The raid at Oaksterdam (and the simultaneous raid by the IRS at Richard Lee's private residence where records and bank accounts were seized) was not totally unexpected. Indeed, the federal authorities over the past several months have displayed an increasing hostility to the public's growing acceptance of the availability of medical marijuana and to the commerce associated with supplying it to patients.
Despite the fact that medical marijuana is legal in 16 states, the DEA has recently seized or threatened to seize the assets of hundreds of landlords in California who rent facilities for the dispensing of medical marijuana.

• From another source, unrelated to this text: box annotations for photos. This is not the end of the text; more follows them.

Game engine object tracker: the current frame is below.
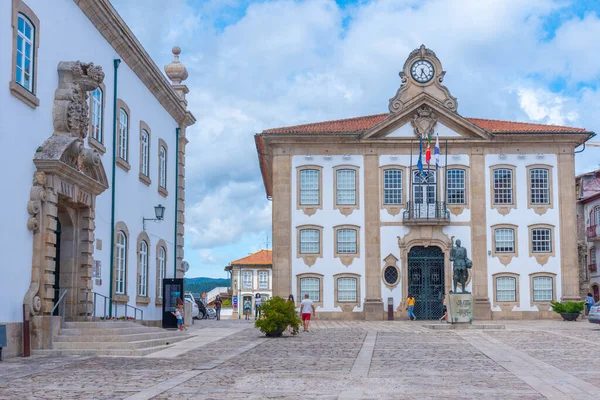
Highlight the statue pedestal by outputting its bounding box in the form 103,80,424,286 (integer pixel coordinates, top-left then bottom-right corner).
446,293,473,324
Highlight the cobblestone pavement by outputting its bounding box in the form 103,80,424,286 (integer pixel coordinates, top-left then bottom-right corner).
0,320,600,400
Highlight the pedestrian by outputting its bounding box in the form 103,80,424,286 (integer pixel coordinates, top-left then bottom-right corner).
244,299,252,321
215,295,223,321
406,293,417,321
300,293,315,332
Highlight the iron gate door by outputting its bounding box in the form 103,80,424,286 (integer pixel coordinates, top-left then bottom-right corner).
408,247,444,319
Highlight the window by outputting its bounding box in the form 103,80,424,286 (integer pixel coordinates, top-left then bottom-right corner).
533,276,554,302
529,168,550,205
336,229,357,254
138,240,148,297
300,229,321,254
115,231,127,294
496,276,517,301
446,169,467,204
383,169,402,204
337,278,358,303
336,169,356,205
300,278,321,301
531,228,552,253
90,87,104,143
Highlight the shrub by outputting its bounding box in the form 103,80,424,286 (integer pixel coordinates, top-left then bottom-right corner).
254,296,300,336
550,301,584,314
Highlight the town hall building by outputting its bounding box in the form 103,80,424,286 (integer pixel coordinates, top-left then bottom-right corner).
255,46,593,320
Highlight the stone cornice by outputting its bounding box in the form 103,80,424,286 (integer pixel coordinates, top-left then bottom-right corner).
73,0,196,128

Richard Lee, the owner of Oaksterdam, and an outspoken advocate and financial "angel" for marijuana law reform in California, is simply the latest victim of an overall federal pushback to silence the growing movement to rationalize cannabis consumption in the U. S.
The chilling effect of federal harassment is already working. Lee, who was already under the gun with a 2010 IRS audit for alleged improper business deductions, has now severed his relationship with Oaksterdam and has publicly stated that he is "stepping back" from several cannabis related activities. And as the fear of asset seizure closes dozens of cannabis dispensaries in California, the reform mood clearly has turned gloomy.
Several important legal questions beg to be answered. First, since California had long ago legalized the "cultivation and possession" of cannabis for medical purposes (Prop. 215, 1996), under what authority can the Feds threaten local licensed medical dispensaries that are operating consistent with the intent of state law? Secondly, why hasn't California's attorney general Kamala Harris brought immediate suit against the Feds to halt the asset seizures and general harassment of local businessmen?
Finally, in the case of Oaksterdam University, why don't private schools, licensed by the city, have the right to exist (without federal interference) and determine their own curriculum and display native plants as part of a legitimate educational experience? And if they don't have these basic rights, what sort of country do we really live in?